Articolo 57: Precauzioni negli attacchi
L’Articolo 57 sottolinea l’importanza di prendere tutte le precauzioni possibili per minimizzare i danni ai civili e alle loro proprietà. Le parti in conflitto sono obbligate a verificare che gli obiettivi degli attacchi siano effettivamente militari e devono rinunciare a un’operazione se si prevede che l’attacco possa causare danni sproporzionati ai civili rispetto al vantaggio militare ottenuto. Questo articolo mira a promuovere un uso più responsabile e ponderato della forza durante le operazioni belliche, obbligando le forze armate a considerare attentamente le conseguenze delle loro azioni.
L’attacco agli Hezbollah, e la sua successiva condanna da parte di diversi attori internazionali, solleva importanti questioni che richiedono una chiarezza ancora da ottenere. Nonostante i danni causati, le responsabilità dirette per l’attacco rimangono ancora da accertare.
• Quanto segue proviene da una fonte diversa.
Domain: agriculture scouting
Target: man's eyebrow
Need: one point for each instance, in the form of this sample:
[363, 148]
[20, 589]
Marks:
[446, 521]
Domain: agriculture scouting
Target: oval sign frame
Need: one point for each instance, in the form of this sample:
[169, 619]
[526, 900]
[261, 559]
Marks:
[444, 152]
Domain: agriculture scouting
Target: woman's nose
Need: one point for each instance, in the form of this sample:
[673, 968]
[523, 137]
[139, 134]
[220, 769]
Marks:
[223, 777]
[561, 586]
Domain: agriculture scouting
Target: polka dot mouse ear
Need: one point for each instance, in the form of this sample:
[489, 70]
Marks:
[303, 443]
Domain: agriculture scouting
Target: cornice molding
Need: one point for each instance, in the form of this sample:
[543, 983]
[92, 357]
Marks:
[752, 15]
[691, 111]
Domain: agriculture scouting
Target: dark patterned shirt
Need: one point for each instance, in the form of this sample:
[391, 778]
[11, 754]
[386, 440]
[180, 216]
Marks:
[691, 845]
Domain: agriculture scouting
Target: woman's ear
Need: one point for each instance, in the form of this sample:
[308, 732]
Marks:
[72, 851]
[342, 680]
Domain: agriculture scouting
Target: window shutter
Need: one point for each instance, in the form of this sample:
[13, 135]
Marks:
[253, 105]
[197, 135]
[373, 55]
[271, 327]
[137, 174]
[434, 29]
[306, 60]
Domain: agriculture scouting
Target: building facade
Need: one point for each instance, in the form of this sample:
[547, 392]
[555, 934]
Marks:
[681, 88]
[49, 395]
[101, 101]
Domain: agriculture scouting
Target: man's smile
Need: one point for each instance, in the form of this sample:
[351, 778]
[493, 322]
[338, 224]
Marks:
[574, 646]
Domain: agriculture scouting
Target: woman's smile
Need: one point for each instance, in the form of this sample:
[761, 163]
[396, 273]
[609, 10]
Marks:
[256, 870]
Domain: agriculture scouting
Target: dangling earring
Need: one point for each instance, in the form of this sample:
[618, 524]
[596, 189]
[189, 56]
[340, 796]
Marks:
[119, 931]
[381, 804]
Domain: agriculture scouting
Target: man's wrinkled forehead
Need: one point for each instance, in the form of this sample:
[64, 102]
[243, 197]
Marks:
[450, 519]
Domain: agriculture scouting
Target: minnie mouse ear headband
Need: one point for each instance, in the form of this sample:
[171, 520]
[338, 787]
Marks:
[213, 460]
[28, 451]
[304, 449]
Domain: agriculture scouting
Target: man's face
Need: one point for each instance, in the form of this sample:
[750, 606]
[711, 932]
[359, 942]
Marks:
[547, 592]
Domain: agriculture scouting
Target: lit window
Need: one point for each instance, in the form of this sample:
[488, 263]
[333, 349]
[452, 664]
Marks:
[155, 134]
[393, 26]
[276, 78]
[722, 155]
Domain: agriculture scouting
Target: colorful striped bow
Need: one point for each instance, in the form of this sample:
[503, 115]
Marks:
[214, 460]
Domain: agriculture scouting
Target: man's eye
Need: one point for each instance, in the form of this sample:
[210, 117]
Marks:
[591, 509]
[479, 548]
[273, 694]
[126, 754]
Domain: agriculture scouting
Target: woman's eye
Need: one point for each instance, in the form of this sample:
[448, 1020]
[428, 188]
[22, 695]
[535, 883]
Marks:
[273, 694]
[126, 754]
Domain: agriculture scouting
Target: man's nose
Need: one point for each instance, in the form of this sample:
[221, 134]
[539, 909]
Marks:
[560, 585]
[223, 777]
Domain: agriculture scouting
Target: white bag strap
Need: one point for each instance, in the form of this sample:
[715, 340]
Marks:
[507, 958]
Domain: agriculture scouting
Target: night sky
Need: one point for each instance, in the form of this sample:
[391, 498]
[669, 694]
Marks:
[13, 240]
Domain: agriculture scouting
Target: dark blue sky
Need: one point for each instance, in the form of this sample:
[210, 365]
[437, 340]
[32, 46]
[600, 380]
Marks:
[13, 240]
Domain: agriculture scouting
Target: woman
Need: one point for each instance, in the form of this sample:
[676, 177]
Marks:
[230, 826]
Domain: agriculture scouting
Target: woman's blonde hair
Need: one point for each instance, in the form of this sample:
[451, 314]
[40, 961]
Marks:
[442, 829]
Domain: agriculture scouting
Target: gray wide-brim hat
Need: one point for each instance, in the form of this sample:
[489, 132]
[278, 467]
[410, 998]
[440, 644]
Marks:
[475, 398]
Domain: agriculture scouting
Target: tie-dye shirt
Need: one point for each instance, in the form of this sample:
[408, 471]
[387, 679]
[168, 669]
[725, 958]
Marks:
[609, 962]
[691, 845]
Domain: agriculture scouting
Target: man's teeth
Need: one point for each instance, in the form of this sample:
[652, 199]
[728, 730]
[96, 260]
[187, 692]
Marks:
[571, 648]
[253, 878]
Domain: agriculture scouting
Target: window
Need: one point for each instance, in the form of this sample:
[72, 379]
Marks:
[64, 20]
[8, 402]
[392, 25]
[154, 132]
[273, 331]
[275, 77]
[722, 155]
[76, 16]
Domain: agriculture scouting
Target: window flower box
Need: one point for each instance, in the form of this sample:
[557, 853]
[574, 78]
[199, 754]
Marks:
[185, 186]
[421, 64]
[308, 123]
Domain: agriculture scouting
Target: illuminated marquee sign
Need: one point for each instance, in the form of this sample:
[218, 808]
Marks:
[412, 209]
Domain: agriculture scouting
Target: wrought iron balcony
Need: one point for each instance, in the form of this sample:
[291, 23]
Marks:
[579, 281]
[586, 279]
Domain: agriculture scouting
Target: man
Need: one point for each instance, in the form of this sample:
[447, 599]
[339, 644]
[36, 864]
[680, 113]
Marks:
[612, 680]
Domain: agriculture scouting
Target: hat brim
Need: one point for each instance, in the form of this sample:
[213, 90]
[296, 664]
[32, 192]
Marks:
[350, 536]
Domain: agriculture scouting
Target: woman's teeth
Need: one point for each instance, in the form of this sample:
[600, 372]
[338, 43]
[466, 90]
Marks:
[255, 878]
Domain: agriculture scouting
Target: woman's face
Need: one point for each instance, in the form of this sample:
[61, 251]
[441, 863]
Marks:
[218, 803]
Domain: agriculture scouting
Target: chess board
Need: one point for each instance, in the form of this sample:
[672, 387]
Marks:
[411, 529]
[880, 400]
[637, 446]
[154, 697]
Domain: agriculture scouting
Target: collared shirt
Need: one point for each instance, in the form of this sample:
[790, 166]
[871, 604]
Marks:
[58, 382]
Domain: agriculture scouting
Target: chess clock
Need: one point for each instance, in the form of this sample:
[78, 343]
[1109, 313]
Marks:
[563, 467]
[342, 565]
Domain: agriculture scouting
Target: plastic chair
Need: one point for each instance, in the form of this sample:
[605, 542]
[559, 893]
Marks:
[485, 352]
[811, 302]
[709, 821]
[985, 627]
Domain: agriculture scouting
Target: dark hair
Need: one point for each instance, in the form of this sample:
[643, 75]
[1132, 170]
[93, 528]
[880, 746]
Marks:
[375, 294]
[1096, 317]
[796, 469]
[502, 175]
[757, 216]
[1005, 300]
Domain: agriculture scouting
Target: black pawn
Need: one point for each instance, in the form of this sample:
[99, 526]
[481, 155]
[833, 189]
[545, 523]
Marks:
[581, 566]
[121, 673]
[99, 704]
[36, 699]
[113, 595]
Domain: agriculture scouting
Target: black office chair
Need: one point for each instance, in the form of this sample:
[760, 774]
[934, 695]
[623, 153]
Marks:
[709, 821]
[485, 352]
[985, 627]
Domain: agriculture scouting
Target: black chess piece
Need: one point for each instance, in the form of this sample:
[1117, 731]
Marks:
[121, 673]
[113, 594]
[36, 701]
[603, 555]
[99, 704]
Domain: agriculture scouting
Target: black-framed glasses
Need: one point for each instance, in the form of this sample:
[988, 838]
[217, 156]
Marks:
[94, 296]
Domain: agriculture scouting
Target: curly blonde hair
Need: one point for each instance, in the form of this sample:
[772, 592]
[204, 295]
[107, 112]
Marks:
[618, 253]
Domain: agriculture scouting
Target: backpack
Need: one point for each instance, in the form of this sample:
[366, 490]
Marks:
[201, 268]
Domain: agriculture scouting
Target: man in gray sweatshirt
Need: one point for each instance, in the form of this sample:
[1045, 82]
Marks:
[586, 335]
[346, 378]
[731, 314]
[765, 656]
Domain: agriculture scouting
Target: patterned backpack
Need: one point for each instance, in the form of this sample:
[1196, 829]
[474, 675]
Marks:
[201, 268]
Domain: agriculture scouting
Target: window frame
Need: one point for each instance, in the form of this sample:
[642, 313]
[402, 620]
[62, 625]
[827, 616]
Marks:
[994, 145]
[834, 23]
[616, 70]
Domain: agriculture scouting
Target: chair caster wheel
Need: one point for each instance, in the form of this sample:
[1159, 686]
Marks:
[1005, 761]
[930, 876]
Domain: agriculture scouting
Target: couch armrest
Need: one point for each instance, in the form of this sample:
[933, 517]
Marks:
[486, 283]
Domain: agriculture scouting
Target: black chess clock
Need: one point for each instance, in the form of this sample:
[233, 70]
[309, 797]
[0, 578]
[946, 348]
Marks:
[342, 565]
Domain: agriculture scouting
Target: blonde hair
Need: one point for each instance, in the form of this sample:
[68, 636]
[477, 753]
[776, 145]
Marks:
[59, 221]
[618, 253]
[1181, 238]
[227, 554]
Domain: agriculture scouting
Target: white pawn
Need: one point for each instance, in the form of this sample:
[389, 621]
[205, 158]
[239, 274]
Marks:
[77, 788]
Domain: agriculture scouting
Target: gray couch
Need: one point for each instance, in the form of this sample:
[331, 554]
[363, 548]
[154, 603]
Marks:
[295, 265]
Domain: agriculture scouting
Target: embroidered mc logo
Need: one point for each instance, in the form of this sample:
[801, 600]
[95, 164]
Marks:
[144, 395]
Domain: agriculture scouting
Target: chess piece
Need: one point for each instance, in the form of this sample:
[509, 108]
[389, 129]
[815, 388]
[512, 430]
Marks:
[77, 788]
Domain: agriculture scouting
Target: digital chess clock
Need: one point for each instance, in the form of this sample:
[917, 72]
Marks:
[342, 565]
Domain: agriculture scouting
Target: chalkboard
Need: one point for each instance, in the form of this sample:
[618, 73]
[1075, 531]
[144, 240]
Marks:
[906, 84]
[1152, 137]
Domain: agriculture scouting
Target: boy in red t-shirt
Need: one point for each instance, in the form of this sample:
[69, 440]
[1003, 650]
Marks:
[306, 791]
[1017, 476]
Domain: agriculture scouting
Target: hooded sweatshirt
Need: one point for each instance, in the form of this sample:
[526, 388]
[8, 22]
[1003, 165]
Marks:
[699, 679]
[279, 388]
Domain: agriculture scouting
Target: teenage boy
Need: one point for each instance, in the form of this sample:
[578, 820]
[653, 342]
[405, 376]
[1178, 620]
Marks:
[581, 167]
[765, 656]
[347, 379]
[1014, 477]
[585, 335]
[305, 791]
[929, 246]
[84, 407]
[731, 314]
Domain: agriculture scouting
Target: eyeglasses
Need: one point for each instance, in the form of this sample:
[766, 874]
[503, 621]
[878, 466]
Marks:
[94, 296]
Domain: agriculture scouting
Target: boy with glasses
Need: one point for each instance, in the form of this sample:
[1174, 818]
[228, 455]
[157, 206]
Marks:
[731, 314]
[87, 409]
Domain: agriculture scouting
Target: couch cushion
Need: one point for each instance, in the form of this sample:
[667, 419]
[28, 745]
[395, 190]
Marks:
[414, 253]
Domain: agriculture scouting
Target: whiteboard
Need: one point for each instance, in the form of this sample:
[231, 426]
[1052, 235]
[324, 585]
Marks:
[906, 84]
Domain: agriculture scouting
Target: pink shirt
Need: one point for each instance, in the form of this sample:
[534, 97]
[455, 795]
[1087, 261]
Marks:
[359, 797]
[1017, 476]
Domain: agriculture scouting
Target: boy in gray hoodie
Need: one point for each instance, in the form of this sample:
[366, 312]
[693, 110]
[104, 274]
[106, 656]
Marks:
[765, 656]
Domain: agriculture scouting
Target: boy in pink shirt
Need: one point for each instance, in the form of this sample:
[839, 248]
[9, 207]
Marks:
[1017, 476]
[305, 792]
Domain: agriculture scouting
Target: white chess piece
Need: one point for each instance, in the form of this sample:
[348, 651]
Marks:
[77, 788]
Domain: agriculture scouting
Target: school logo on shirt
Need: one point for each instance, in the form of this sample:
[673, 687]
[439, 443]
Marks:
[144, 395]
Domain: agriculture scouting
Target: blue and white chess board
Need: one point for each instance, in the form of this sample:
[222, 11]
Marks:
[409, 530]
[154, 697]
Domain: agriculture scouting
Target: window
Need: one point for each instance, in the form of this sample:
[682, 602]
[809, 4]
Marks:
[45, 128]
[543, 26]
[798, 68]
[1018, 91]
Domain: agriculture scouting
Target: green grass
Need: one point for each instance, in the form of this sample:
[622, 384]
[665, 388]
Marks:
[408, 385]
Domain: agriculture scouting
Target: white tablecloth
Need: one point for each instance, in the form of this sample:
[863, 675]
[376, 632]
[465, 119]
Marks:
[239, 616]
L’Alto Commissario dell’ONU per i diritti umani e l’Alto Rappresentante dell’Unione Europea per gli affari esteri, Josep Borrell, hanno espressamente condannato l’evento, chiedendo che i responsabili vengano chiamati a rispondere delle proprie azioni.
La complessità dell’attacco risiede nella sua pianificazione e nel contesto geopolitico in cui è avvenuto. La richiesta di una commissione d’inchiesta internazionale per determinare se siano stati commessi crimini di guerra dimostra quanto sia delicata la situazione. La comunità internazionale continua a insistere sulla necessità di trasparenza e di una revisione equa e imparziale per evitare che simili eventi rimangano impuniti o si ripetano.